NSF Grant Funds use of AI to Increase Mobility Scooter Safety

CPP kinesiology students evaluate a mobility scooter driver

 

Professor Tingting Chen from the Department of Computer Science has acquired an NSF grant to improve safety for individuals using mobility scooters. Machine learning will be used to evaluate users’ ability to safely maneuver the mobility scooters, providing a valuable tool to doctors and physical therapists, as well as the users themselves.

Cal Poly Pomona, a Hispanic Serving Institution (HSI), will collaborate with an interdisciplinary team from another HSI - University of Texas, San Antonio (UTSA) and partner with Casa Colina Hospital, and Center of Achievement, CSU Northridge.

“Medical informatics has always been an interest of mine,” Chen said. “Doctors may prescribe a scooter and therapists work with patients but many patients have multiple diagnoses with symptoms that change or progress over time. This will be a tool that we think can improve safety and prevent injury and death.”

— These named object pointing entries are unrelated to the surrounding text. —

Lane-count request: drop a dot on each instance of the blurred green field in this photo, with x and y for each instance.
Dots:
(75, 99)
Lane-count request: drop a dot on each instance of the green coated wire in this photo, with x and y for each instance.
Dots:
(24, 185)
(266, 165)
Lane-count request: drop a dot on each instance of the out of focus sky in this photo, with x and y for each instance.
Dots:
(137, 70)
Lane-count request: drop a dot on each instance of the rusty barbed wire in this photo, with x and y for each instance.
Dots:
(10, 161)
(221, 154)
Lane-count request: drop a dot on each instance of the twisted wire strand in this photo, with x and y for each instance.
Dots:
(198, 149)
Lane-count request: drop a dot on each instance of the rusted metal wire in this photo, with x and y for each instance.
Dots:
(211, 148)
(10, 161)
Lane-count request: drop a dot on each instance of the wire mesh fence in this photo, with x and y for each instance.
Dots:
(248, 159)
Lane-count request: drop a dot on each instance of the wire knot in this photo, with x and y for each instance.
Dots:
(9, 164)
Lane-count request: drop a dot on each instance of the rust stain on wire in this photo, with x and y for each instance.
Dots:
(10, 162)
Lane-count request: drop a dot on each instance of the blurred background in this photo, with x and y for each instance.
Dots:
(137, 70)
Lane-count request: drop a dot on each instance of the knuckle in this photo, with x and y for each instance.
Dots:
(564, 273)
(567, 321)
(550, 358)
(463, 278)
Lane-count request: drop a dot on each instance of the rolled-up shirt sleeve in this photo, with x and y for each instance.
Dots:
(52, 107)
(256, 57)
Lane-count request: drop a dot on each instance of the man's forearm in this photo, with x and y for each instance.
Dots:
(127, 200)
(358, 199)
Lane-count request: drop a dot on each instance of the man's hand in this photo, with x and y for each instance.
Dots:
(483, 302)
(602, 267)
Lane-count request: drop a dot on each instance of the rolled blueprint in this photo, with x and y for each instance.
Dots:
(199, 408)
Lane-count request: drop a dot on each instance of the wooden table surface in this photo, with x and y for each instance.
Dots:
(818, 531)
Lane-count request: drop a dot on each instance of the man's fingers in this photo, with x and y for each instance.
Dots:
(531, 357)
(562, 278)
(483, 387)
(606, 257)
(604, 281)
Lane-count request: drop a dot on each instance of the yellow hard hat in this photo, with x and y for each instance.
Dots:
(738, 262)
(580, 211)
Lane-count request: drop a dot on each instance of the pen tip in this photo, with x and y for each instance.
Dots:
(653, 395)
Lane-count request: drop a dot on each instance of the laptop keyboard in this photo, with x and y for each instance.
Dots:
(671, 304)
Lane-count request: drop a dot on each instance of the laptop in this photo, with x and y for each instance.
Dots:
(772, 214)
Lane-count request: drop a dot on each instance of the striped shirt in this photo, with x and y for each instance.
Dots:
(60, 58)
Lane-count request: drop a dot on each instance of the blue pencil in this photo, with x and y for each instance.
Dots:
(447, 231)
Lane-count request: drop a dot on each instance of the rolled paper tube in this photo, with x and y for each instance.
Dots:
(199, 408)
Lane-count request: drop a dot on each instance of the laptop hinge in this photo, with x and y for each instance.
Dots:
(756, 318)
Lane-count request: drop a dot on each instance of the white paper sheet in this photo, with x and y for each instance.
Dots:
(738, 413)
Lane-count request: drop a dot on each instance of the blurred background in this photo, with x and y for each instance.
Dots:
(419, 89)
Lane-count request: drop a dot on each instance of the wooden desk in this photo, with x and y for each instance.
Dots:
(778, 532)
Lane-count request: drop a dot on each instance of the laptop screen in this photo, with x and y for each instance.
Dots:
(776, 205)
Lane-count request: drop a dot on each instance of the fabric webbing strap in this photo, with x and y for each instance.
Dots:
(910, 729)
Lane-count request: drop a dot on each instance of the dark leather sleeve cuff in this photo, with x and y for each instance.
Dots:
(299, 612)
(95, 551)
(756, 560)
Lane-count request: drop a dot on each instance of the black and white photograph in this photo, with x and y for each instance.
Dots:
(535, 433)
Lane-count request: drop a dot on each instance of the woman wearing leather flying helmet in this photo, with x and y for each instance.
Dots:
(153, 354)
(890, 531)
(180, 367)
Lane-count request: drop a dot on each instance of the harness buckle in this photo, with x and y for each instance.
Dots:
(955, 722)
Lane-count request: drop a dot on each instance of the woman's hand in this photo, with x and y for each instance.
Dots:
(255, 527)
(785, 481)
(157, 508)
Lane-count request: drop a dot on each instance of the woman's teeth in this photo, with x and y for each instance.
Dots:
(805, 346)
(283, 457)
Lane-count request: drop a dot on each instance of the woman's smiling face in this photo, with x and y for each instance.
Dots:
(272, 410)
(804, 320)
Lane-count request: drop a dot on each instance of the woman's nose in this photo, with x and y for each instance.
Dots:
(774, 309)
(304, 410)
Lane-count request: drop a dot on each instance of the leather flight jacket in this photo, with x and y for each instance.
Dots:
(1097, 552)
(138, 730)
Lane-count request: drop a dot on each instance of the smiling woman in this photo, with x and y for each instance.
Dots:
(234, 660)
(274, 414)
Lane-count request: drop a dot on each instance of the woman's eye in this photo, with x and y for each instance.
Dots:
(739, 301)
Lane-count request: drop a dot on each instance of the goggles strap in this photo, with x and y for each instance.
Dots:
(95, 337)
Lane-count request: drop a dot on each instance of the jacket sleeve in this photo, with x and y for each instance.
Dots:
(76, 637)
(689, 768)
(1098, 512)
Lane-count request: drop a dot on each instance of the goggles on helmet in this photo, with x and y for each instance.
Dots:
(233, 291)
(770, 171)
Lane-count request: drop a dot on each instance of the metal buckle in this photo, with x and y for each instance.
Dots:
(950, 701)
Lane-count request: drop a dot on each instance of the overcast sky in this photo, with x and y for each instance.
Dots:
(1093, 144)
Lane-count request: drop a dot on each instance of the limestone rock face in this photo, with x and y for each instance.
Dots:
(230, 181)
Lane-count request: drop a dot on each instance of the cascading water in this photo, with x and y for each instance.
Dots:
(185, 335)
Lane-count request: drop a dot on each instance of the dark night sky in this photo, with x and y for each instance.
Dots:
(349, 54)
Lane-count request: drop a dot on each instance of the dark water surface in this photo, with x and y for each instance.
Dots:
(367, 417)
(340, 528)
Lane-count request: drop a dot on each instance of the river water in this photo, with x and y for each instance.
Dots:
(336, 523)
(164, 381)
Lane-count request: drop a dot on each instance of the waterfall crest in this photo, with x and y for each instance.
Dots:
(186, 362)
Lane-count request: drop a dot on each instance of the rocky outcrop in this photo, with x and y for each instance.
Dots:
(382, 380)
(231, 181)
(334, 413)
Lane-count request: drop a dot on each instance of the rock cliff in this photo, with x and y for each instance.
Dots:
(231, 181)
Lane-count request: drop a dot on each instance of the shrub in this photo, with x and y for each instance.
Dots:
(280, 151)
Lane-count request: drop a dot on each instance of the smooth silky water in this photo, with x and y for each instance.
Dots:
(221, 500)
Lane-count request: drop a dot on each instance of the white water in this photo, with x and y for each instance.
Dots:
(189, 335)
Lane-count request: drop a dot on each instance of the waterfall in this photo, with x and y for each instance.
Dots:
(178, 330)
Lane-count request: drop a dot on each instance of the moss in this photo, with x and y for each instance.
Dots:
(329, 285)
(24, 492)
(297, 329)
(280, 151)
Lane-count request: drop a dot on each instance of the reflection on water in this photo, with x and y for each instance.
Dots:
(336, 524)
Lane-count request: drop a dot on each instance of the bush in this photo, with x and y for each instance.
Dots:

The team will use sensors attached to a raspberry pi board. The sensors will monitor scooter motion, acceleration, and capture video of the driver.

CPP Assistant Professor Mai Narasaki-Jara from kinesiology and health promotion will work with Chen to provide the expertise needed to train the software. “She invited me to participate because of my background in biomechanical movement analysis in individuals with disabilities. My research specialty involves gait and balance analysis,” Narasaki-Jara said.

Kinesiology students will gain experience conducting movement analysis, investigating postural sway, and self-efficacy in the use of a Mobility Scooter for first-time users. “I'm assessing and looking for things that help with qualitative data such as when their posture changes and why it does. I also help with labeling, using software created by the computer science team,” graduate student Joshua Rogers said. Rogers is working on a master’s in adapted physical education.

Computer science student Cleo Yau developed two machine learning models that they are using to evaluate driver safety. One model is a support vector machine and the other is based on the statistics of their input data. “We record videos of driver’s upper bodies and collect their key body point coordinates. The kinesiology team looked at the videos frame by frame and labeled them stable or unstable. Each set of coordinates was used to train the machines to evaluate driver stability,” Yau said.

The ultimate goal will be to have software on a mobile device for the mobility scooter driver and a desktop app for doctors and therapists. “I did the front-end design of the mobile application. I learned about making interfaces more accessible and I realized how many applications are not accessible,” Yau said.

“I gained insights into various research methodologies, data collection techniques, and analysis procedures. This research experience also gave me opportunities to improve my professional communication skills and learn how to conduct collaborative research,” kinesiology graduate student Michihito Ichihara said. 

Yau, who graduates in May and wants to work in machine learning and AI, said, “The ultimate goal is to do something that will positively affect the community. Accessible technology can support marginalized communities. That’s why I like this, because it will have an impact.”

Cleo Yau and Assistant Professor, Kinesiology Mai Nagasaki-Jara, Joshua Rogers, and Michihito Ichihara pose in front of their research poster.
Left: Cleo Yau with her research poster. Right: Assistant Professor, Kinesiology, Mai Nagasaki-Jara, Joshua Rogers, and Michihito Ichihara pose in front of their research poster.